Puis, larmée nord-coréenne a déclaré dans un communiqué qu’elle était prête à envoyer des troupes dans les zones frontalières avec la Corée du Sud et à répondre militairement à tout acte hostile. Le bureau du dialogue Sud-Nord vient d’ailleurs être pris pour cible d’une explosion et il n’est plus.

« Les relations entre les deux Corée s’étant détériorées, nos forces militaires surveillent de près la situation actuelle et sont pleinement prêtes à concrétiser toute décision prise par le gouvernement  de mener une action extra-frontalière », a ajouté déclaré le chef d’état-major interarmées de l’armée nord-coréenne.

Dans la foulée, l’armée sud-coréenne a intensifié sa supervision sur les activités militaires de son voisin du nord. Plus tôt, Kim Yo-jong, première vice-directrice du Comité central du Parti et conseillère principale du leader nord-coréen et sa sœur, a critiqué l’attaque généralisée de Séoul contre Pyongyang, menaçant la Corée du Sud de rompre les relations bilatérales. Voilà une chose qui est faite.
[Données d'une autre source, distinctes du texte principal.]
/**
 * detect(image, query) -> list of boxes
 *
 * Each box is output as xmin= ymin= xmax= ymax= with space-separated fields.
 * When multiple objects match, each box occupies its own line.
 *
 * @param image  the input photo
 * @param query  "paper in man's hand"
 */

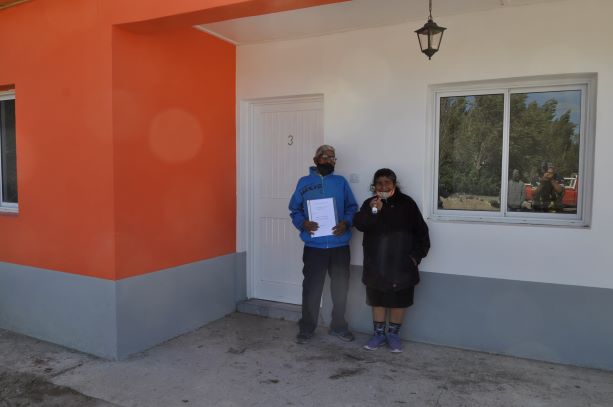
xmin=307 ymin=198 xmax=336 ymax=237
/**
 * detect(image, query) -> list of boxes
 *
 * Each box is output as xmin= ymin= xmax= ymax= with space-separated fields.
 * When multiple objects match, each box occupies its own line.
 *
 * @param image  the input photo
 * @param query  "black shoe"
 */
xmin=328 ymin=330 xmax=355 ymax=342
xmin=296 ymin=332 xmax=313 ymax=344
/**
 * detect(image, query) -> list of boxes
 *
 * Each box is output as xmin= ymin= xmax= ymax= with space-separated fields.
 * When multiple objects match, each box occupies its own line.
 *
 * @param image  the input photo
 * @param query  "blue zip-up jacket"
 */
xmin=289 ymin=167 xmax=358 ymax=249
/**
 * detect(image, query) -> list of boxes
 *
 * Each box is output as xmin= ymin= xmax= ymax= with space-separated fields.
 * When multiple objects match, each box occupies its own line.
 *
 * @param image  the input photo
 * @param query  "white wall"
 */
xmin=237 ymin=0 xmax=613 ymax=288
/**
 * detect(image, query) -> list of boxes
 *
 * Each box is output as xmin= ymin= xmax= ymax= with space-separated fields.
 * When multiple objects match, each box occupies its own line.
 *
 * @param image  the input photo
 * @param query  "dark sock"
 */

Entre-temps, à la veille du deuxième anniversaire de la rencontre controversée entre Kim Jong-un et Donald Trump pour la dénucléarisation de la Corée du Nord et pour mettre fin aux tensions entre Pyongyang et Washington, le ministre nord-coréen des Affaires étrangères Ri Son Gwon a annoncé dans un communiqué que les deux ans de relations diplomatiques et diplomatiques avec les États-Unis sont devenus un “cauchemar horrible” et que “Pyongyang continuera de renforcer sa capacité nucléaire”.
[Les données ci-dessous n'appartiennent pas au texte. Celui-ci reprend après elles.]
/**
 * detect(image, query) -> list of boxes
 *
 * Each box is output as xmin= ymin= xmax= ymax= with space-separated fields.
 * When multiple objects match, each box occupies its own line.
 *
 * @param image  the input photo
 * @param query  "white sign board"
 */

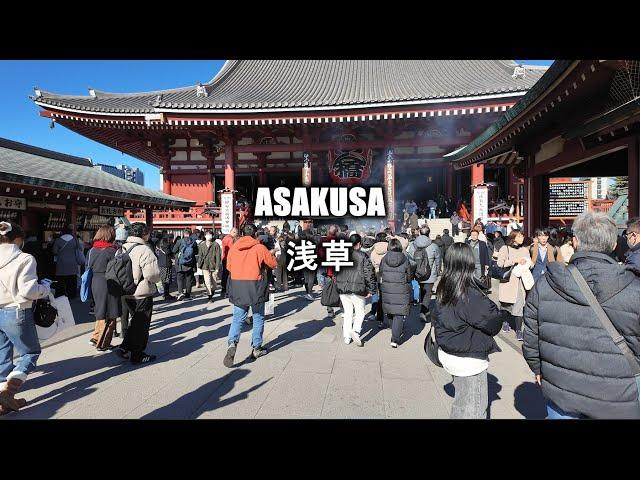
xmin=0 ymin=197 xmax=27 ymax=210
xmin=472 ymin=187 xmax=489 ymax=223
xmin=220 ymin=193 xmax=235 ymax=234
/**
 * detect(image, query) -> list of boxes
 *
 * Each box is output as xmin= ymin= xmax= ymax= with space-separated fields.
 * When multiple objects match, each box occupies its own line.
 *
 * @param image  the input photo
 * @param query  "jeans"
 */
xmin=547 ymin=400 xmax=587 ymax=420
xmin=391 ymin=315 xmax=405 ymax=343
xmin=0 ymin=307 xmax=40 ymax=383
xmin=176 ymin=270 xmax=194 ymax=297
xmin=340 ymin=293 xmax=365 ymax=339
xmin=449 ymin=370 xmax=489 ymax=419
xmin=227 ymin=302 xmax=264 ymax=348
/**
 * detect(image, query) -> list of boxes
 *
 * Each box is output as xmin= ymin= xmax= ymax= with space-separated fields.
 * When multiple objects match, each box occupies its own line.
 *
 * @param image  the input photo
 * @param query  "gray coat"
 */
xmin=407 ymin=235 xmax=442 ymax=283
xmin=522 ymin=252 xmax=640 ymax=418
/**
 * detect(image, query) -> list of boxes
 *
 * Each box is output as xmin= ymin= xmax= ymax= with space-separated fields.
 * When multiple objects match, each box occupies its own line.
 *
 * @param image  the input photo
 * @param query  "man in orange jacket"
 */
xmin=223 ymin=224 xmax=278 ymax=368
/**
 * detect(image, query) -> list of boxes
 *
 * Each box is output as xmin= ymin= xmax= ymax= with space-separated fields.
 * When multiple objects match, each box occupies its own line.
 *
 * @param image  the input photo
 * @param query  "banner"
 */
xmin=220 ymin=192 xmax=235 ymax=234
xmin=471 ymin=186 xmax=489 ymax=223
C’est un avertissement bien grave alors même que les USA et la Chine passent à la vitesse supérieure dans leur face-à-face. Certains analystes estiment que l’escalade militaire entre les deux Corée n’est pas sans rapport avec les tensions sino-américaines. Mais quoi qu’il en soit, elle peut mener trop loin. Suites à l’escalade des tensions dans la péninsule coréenne, Pyongyang a menacé de mettra fin à l’accord militaire avec la Corée du Sud conclu en 2018 si Séoul n’empêche pas les activités des anti-Pyongyang dans les zones frontalières. Une question qui dépasse évidemment la volonté sud-coréenne, les bases US servant en Corée du Sud de base arrière à des activités de déstabilisation dans le Nord.